Quarkus a une approche légèrement différente : il n’est pas nécessaire d’avoir un IDE avec des plugins pour pouvoir bénéficier d’assistances lors du développement. Tout d’abord, la CLI de quarkus permet de créer de nouveaux projets, d’ajouter de nouvelles extensions, de façon simple. Pas strictement nécessaire, car le plugin maven Quarkus fournit les mêmes services, sans avoir à installer quoi que ce soit. Il propose de n’avoir qu’un unique fichier de configuration pour tout le projet, même si on y trouve mélangé des choses qui pourraient être séparées : certaines concernent la configuration de l’application, d’autres les options de build ; pas certain que ce soit une si bonne idée. Quarkus propose aussi un mode d’exécution dédié au développement ; on le lance par la CLI, ou via le plugin maven quarkus:dev. Dans ce mode, plein de choses sont automatiquement gérées, un peu comme avec les Spring Dev-Tools. En particulier, Quarkus propose nativement les Dev-Services : vous avez déclaré que votre application persisterait ses objets dans une base Postgre ? Pas besoin de démarrer un conteneur Docker à côté, Quarkus le fait pour vous ; non seulement il démarre un conteneur Docker, mais en plus il déclare la configuration nécessaire côté applicatif pour se connecter à cette base de données. Vous utilisez Kafka ? En Dev-Mode, Quarkus démarre un conteneur Kafka, qui est en plus exposé à l’extérieur, et qui est réutilisé par votre autre application Quarkus  qui vient consommer les messages émis par la première ; mise en commun de la ressource. Cette fonctionnalité est une vraie assistance, car elle fait effectivement gagner énormément de temps quand on développe : plus besoin de démarrer et d’arrêter les différents conteneurs, tout est pris en charge automatiquement. Enfin, Quarkus fournit la Dev-UI ; dès que vous démarrez votre application, est exposée sur une URL une IHM permettant d’accéder aux différents composants de votre application : visualisez les messages Kafka émis, monitorez votre base de données, explorez les bearer tokens d’authentification, etc. c’est très pratique, et pas du tout invasif.

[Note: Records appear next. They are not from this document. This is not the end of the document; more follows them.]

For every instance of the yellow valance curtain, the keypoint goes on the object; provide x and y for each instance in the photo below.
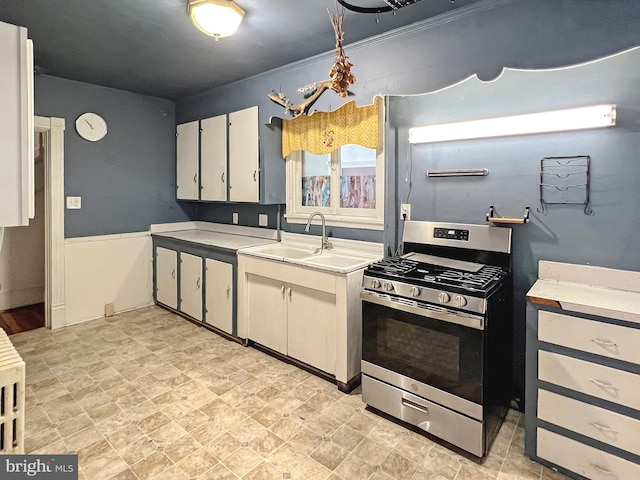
(323, 132)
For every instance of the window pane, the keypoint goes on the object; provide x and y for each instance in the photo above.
(316, 180)
(357, 177)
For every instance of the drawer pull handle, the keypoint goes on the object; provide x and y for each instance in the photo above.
(604, 471)
(605, 343)
(604, 428)
(604, 385)
(415, 406)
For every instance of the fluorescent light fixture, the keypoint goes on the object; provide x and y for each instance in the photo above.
(556, 121)
(216, 18)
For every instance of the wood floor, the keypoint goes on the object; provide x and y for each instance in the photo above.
(22, 319)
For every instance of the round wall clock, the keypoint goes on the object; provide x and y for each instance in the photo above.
(91, 126)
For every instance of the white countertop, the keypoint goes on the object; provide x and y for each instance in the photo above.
(346, 256)
(231, 237)
(586, 289)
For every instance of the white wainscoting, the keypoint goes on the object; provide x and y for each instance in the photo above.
(107, 269)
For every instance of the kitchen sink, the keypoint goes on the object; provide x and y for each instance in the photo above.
(286, 252)
(333, 260)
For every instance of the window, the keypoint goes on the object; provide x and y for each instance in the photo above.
(346, 185)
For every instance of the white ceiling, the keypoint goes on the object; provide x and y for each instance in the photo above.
(151, 47)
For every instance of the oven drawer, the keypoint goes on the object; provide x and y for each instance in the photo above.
(438, 421)
(590, 336)
(583, 459)
(595, 422)
(599, 381)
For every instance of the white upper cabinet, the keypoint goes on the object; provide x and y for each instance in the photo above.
(187, 152)
(213, 162)
(244, 158)
(16, 126)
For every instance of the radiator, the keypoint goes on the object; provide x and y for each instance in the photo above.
(12, 381)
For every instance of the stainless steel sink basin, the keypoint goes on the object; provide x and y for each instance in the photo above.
(286, 252)
(333, 260)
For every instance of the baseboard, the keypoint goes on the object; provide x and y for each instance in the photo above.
(21, 298)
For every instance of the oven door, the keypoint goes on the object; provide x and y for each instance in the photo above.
(440, 348)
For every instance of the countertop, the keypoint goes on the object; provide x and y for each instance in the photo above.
(230, 237)
(587, 289)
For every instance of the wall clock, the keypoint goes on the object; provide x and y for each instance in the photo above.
(91, 126)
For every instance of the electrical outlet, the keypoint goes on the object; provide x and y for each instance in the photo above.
(74, 203)
(405, 211)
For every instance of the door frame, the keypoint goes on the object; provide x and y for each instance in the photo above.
(52, 130)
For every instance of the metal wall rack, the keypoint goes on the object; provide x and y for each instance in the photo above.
(565, 180)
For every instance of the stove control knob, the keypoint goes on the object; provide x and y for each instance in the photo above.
(459, 301)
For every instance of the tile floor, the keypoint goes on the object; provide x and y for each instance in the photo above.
(149, 395)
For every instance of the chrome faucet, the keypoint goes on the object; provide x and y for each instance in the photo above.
(326, 244)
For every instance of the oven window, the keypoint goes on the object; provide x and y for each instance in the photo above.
(420, 349)
(437, 353)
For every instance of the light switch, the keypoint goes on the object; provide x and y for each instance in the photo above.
(74, 203)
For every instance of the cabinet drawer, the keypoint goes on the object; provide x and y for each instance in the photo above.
(590, 336)
(599, 381)
(595, 422)
(583, 459)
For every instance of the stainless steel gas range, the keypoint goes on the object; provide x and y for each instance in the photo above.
(437, 329)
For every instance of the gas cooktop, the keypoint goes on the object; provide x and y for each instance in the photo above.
(468, 277)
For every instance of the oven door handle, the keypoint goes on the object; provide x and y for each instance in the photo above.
(415, 406)
(459, 318)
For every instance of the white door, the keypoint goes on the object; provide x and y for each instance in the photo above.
(191, 285)
(219, 295)
(166, 277)
(312, 327)
(187, 150)
(267, 312)
(244, 156)
(16, 120)
(213, 164)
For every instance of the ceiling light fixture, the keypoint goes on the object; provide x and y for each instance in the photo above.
(216, 18)
(544, 122)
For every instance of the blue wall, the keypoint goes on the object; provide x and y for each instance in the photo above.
(434, 54)
(127, 179)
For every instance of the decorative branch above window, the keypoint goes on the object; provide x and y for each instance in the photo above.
(323, 132)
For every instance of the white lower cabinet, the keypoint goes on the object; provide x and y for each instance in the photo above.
(166, 277)
(311, 327)
(267, 312)
(293, 320)
(191, 285)
(582, 383)
(310, 315)
(219, 295)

Les deux frameworks proposent pleins d’outils pour simplifier la vie des développeurs, mais Quarkus, à mon sens, a un peu d’avance sur Spring concernant les outils de dév, en particulier avec les Dev-Services ; cela permet à des développeurs sans aucune connaissance Docker d’utiliser des conteneurs pour développer sans même comprendre ce qu’il se passe. Cela ne signifie pas non plus qu’on peut rester ignorant de tout et être efficace sur Quarkus, mais ça accélère la montée en compétences.

Méthodologie de développement

La méthodologie de développement qu’on utilise avec les deux frameworks est très similaire, seul le vocabulaire diffère : d’un côté, on ajoute une dépendance (au sens Maven), de l’autre on ajoute une extension.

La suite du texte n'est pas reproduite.